Как я и рассчитывал, Юджин Уэлан немедленно вспылил и принялся тщательно обкладывать все и вся, начиная с гвоздя, на котором висит кепка регионального диспетчера, затем досталось диспетчеру и так далее, по восходящей. Минуты две он будет извергаться, пока доберется до меня. Я соображал, чем заткнуть прореху в энергобалансе. Все-таки не дотянули до конца сезона. Лихтер с блоками на подходе, но пока разгрузят, пока смонтируют, пока экологи все обнюхают и дадут добро… Десять единиц! Многовато. Шесть даст региональный, а четыре?.. Попросить у Перейры? Мы им и так задолжали. Корнелия на последнем совещании заявила, что ей неудобно смотреть в глаза Шульхеру, экономисту Перейры. Ну ничего, пусть не смотрит.
Уладив проблему с Уэланом, я на несколько секунд расслабился. Саркис молча сидел рядом, потом предложил перекусить. Не успел я подняться с места, как мигнул вызов и на связь вышел Матиас.
— Мы нашли Холлуэя, — сказал он, — нашли и блокировали. — Он не успел, хотя уже ввел программу в синтезатор. Мы отключили питание, эффекторы развалились ко всем чертям.
— Хорошо. Чем я могу быть полезен?
Вопрос был неуместен, но надо было получить несколько секунд, чтобы перестроиться после Уэлана. Что ему от меня надо? Ущерб оплатят из резерва, а для претензий есть арбитраж. За пять лет управительства я уже стал не тот, накопилась усталость. И ошибаться нельзя, и не ошибиться невозможно.

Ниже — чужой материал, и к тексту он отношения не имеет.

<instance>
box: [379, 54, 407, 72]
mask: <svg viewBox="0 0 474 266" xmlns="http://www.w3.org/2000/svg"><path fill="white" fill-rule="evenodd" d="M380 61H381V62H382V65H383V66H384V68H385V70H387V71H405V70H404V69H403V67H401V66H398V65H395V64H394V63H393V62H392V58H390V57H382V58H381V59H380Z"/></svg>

— Затруднение. Нам не выдают Холлуэя, — ответил Матиас после недолгой паузы.
— Вы меня удивляете, Дэниел, — продолжал я свою линию, постепенно входя в рабочее состояние. — Что же, мне вместо вас хватать его? Кто его не выдает? Если у него… как их… сообщники, то примените силу. В разумных пределах. Полномочия у вас есть.
Матиас молча смотрел на меня, и это мне не нравилось.
— Боюсь, что здесь я не смогу применить силу, — медленно произнес он, — впрочем, посмотрите сами.
Они развернули объектив. Я увидел большое здание. Два полукружия охватывали многоэтажный конус в центре. Перед домом плотной толпой стояли люди в белых халатах. Непонятно, что там происходит. В окнах было заметно движение, из некоторых летели вниз какие-то предметы. Присмотревшись, я обнаружил, что здание оцеплено платформами Конфликтного бюро, над крышей тоже висели платформы.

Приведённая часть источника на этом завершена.